As part of the ongoing Sackett Street Writers’ Reading Series at BookCourt, they celebrated their 10th anniversary last year with a reading and party.

In addition to the freedom given to instructors, Sackett offers other perks. Fierro is a tireless social media maven, beloved by Sackett teachers, students and friends for her willingness to sound the bullhorn on behalf of their work. If you want a crash course on Brooklyn’s literary ecosystem, spend some time on Fierro’s Facebook page, it’s all there. All of these things have contributed to making Sackett a clearinghouse for young literary talent. Read a review of a debut novel in The New York Times Book Review these days and the author is likely to teach at Sackett. In addition to Straub, Fierro’s recent roster of teachers has included Benjamin Hale, Alison Espach and Ayana Mathis, whose book The Twelve Tribes of Hattie was just named an Oprah Book Club pick.

Like Straub’s workshop, most Sackett classes are unusually intimate, with no more than eight students gathering in homes rather than in lecture halls. For a certain breed of book dork like me, this close proximity to critically acclaimed writers is in itself thrilling enough to justify the entry fee. Those who truly revere books often have a difficult time imagining themselves in the same category as the writers they admire and being in the company of authors who’ve achieved what you have only dreamed of can be liberating. When faced with these people you quickly see that they are just that–people. Talented people, yes, but also hard working and willing to risk failure. It also quickly rids you of any delusions of grandeur. The lives of most of the Sackett Street instructors I encountered were remarkably free of pretension. These people aren’t in it for the glory, but for the love of the game.

To get a sense of how successful Fierro has been in realizing her vision of a kinder, gentler workshop framework, you need only scan online reviews by former students. “I’ve taken six Sackett classes,” wrote one commenter on the Creative Writing MFA Blog. “Yes, six. Although I already had an MFA, the Sackett approach was unique in its combination of rigor *and* support–that is, extremely close reading and intelligent examination of craft, but no mean-spiritedness.”

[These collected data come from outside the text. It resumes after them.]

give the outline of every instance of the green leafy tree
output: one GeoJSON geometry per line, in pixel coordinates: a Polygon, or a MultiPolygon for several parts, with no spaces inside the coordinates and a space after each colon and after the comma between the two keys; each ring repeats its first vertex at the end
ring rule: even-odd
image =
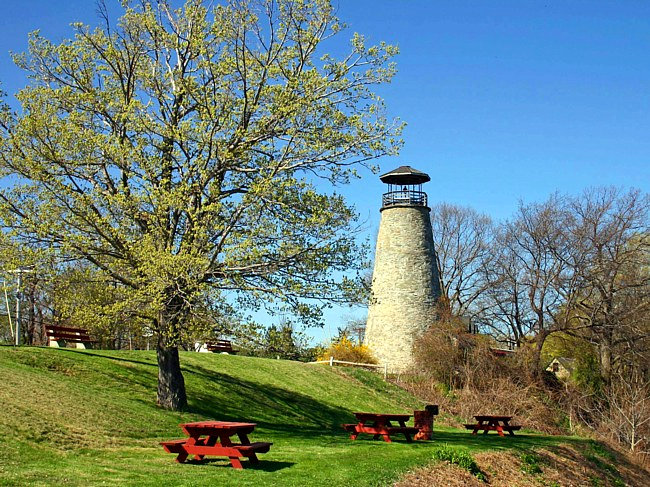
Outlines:
{"type": "Polygon", "coordinates": [[[317,322],[356,291],[337,277],[361,260],[356,214],[324,183],[398,150],[371,90],[397,49],[355,34],[324,54],[343,27],[329,0],[124,5],[15,57],[31,82],[0,108],[0,211],[13,238],[129,290],[157,337],[158,402],[180,409],[178,345],[206,295],[317,322]]]}
{"type": "Polygon", "coordinates": [[[271,325],[264,334],[263,356],[299,360],[307,350],[307,337],[289,322],[271,325]]]}

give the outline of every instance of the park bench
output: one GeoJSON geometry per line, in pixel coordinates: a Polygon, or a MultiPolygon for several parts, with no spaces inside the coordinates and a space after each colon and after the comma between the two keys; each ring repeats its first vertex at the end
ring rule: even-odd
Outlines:
{"type": "Polygon", "coordinates": [[[97,343],[84,328],[46,325],[45,334],[50,347],[65,347],[67,343],[74,343],[76,348],[87,348],[92,343],[97,343]]]}
{"type": "Polygon", "coordinates": [[[217,340],[214,342],[208,342],[205,344],[205,346],[208,351],[214,353],[231,353],[234,355],[238,352],[238,350],[232,349],[232,343],[230,340],[217,340]]]}

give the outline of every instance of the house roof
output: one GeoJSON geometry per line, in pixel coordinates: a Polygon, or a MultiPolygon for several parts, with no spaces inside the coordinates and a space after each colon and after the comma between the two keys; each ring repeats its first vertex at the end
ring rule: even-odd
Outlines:
{"type": "MultiPolygon", "coordinates": [[[[573,369],[574,369],[575,366],[576,366],[576,359],[574,359],[574,358],[569,358],[569,357],[555,357],[553,360],[551,360],[551,364],[552,364],[554,361],[556,361],[556,360],[557,360],[557,362],[558,362],[562,367],[564,367],[564,368],[565,368],[566,370],[568,370],[569,372],[572,372],[573,369]]],[[[549,366],[550,366],[551,364],[549,364],[549,366]]]]}

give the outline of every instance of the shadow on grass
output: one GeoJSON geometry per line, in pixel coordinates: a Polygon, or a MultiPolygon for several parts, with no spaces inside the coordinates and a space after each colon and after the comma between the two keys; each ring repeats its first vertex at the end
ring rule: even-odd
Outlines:
{"type": "Polygon", "coordinates": [[[261,470],[262,472],[277,472],[285,468],[290,468],[295,462],[277,462],[273,460],[260,460],[257,464],[246,465],[244,468],[249,470],[261,470]]]}
{"type": "MultiPolygon", "coordinates": [[[[104,370],[102,373],[122,382],[140,384],[155,393],[157,379],[156,364],[124,357],[118,353],[91,350],[59,349],[67,354],[84,355],[92,359],[104,359],[114,363],[128,363],[136,367],[104,370]],[[143,367],[140,367],[143,366],[143,367]]],[[[218,372],[200,364],[183,365],[189,405],[183,414],[195,415],[188,421],[214,419],[222,421],[246,421],[258,424],[252,434],[255,439],[264,439],[264,435],[286,438],[287,441],[311,440],[319,438],[321,444],[341,444],[350,442],[375,442],[382,444],[382,439],[373,440],[371,435],[360,435],[356,442],[348,438],[348,433],[341,428],[342,423],[354,422],[353,410],[345,406],[332,405],[314,395],[307,395],[295,390],[278,387],[264,382],[245,380],[229,373],[218,372]]],[[[143,400],[133,397],[133,400],[143,400]]],[[[151,404],[152,407],[155,407],[151,404]]],[[[178,414],[178,413],[175,413],[178,414]]],[[[395,443],[406,443],[400,435],[393,438],[395,443]]],[[[552,446],[559,442],[573,443],[580,440],[571,437],[552,437],[542,435],[517,434],[500,437],[472,435],[469,431],[445,431],[434,429],[433,441],[414,442],[414,448],[433,448],[448,444],[471,450],[530,450],[543,446],[552,446]]]]}
{"type": "MultiPolygon", "coordinates": [[[[155,362],[128,358],[123,352],[97,353],[73,348],[53,350],[66,355],[88,357],[90,360],[136,365],[110,370],[104,368],[102,374],[120,383],[140,385],[155,393],[155,362]]],[[[341,424],[354,421],[351,409],[332,406],[295,390],[241,379],[197,364],[185,363],[182,369],[188,395],[188,408],[183,413],[195,414],[208,420],[254,422],[260,429],[275,434],[305,439],[314,436],[331,437],[334,442],[347,437],[341,424]]],[[[140,398],[132,397],[132,400],[140,398]]]]}
{"type": "Polygon", "coordinates": [[[189,411],[224,420],[253,421],[260,428],[298,437],[343,432],[354,420],[350,409],[336,407],[295,390],[252,382],[192,365],[185,369],[188,384],[201,378],[213,387],[192,390],[189,411]]]}
{"type": "Polygon", "coordinates": [[[553,446],[558,443],[582,443],[584,440],[567,436],[541,436],[518,434],[501,437],[497,434],[473,435],[471,432],[433,432],[433,440],[429,444],[436,446],[449,445],[469,448],[470,450],[519,450],[526,451],[534,448],[553,446]]]}
{"type": "MultiPolygon", "coordinates": [[[[139,364],[139,365],[146,365],[147,367],[155,367],[156,369],[158,368],[158,363],[157,362],[144,362],[142,360],[133,360],[130,358],[125,358],[125,357],[119,357],[115,355],[111,355],[110,352],[113,352],[113,350],[104,350],[103,352],[108,352],[108,353],[96,353],[96,350],[92,349],[77,349],[77,348],[55,348],[55,347],[39,347],[39,348],[44,348],[46,350],[57,350],[59,352],[66,352],[66,353],[74,353],[77,355],[83,355],[86,357],[94,357],[94,358],[103,358],[103,359],[109,359],[109,360],[115,360],[116,362],[127,362],[131,364],[139,364]]],[[[115,350],[116,353],[124,353],[122,350],[115,350]]]]}
{"type": "MultiPolygon", "coordinates": [[[[232,469],[230,460],[227,458],[204,458],[203,460],[186,460],[183,465],[210,466],[216,468],[232,469]]],[[[278,462],[275,460],[260,460],[258,463],[250,463],[247,460],[242,461],[244,470],[261,470],[262,472],[277,472],[295,465],[294,462],[278,462]]]]}

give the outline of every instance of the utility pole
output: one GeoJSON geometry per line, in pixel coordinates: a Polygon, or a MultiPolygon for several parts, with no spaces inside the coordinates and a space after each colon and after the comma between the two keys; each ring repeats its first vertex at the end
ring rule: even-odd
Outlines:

Having taken five Sackett Street courses myself, I can only echo the commenter’s thoughts. Under the careful ministrations of teachers like Straub, I produced more fiction in two years than I had in my previous twenty. My critical habits developed even as the scathing voice in my head died away. I began to see what I was good at and where I might hope to advance. Not everything I wrote succeeded, but I came to see the bad as a stepping stone instead of as a roadblock. Fierro’s philosophy deserves much of the credit for this. Sackett’s emphasis on craft puts the power in the hands of the writer. In Fierro’s universe, you don’t have to be born extraordinary to earn the label writer, you just need to write, and write, and keep on writing. Thanks to Sackett Street, for the first time in my life I can, in good conscience, call myself a fiction writer.

One Response

  1. Elizabeth Kenney -

    What coincidence! I was at this very moment putting what I hope is the final edit on a story birthed in a SSWW workshop. It is all you say plus oh so much more and I was a lucky girl to find them.